🤖 AI Summary
Current AI agents leverage the Model Context Protocol (MCP) to invoke external tools for complex task execution; however, existing MCP servers widely lack access control, exposing host systems to significant security risks. To address this, we propose AgentBound—the first lightweight access control framework tailored for MCP servers. Inspired by the Android permission model, AgentBound supports declarative policy specification and automatically infers fine-grained permissions via static code analysis—requiring no modifications to the MCP protocol or server-side implementations. It integrates a low-overhead runtime enforcement engine for real-time behavior monitoring and policy-based interception. Evaluated across 296 mainstream MCP servers, AgentBound achieves an 80.9% accuracy in automated policy generation, effectively blocks known malicious behaviors, and incurs an average performance overhead of less than 1.2%.
📝 Abstract
Large Language Models (LLMs) have evolved into AI agents that interact with external tools and environments to perform complex tasks. The Model Context Protocol (MCP) has become the de facto standard for connecting agents with such resources, but security has lagged behind: thousands of MCP servers execute with unrestricted access to host systems, creating a broad attack surface. In this paper, we introduce AgentBound, the first access control framework for MCP servers. AgentBound combines a declarative policy mechanism, inspired by the Android permission model, with a policy enforcement engine that contains malicious behavior without requiring MCP server modifications.
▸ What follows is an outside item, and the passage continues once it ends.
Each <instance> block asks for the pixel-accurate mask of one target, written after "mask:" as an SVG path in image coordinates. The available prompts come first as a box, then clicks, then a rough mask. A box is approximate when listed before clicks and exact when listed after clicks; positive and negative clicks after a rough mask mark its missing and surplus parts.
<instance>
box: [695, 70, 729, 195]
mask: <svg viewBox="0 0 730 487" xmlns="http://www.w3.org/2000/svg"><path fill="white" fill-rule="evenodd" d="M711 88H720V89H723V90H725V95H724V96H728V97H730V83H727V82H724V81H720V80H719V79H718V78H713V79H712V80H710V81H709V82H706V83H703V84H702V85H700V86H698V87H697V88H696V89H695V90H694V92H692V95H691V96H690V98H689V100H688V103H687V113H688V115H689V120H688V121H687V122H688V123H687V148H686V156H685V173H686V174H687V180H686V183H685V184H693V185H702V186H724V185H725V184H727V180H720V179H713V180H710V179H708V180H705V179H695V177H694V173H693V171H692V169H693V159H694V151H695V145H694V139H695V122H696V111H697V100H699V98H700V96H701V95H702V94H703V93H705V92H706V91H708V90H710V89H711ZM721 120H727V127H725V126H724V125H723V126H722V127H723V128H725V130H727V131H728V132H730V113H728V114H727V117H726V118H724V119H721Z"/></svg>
We build a dataset containing the 296 most popular MCP servers, and show that access control policies can be generated automatically from source code with 80.9% accuracy. We also show that AgentBound blocks the majority of security threats in several malicious MCP servers, and that policy enforcement engine introduces negligible overhead. Our contributions provide developers and project managers with a practical foundation for securing MCP servers while maintaining productivity, enabling researchers and tool builders to explore new directions for declarative access control and MCP security.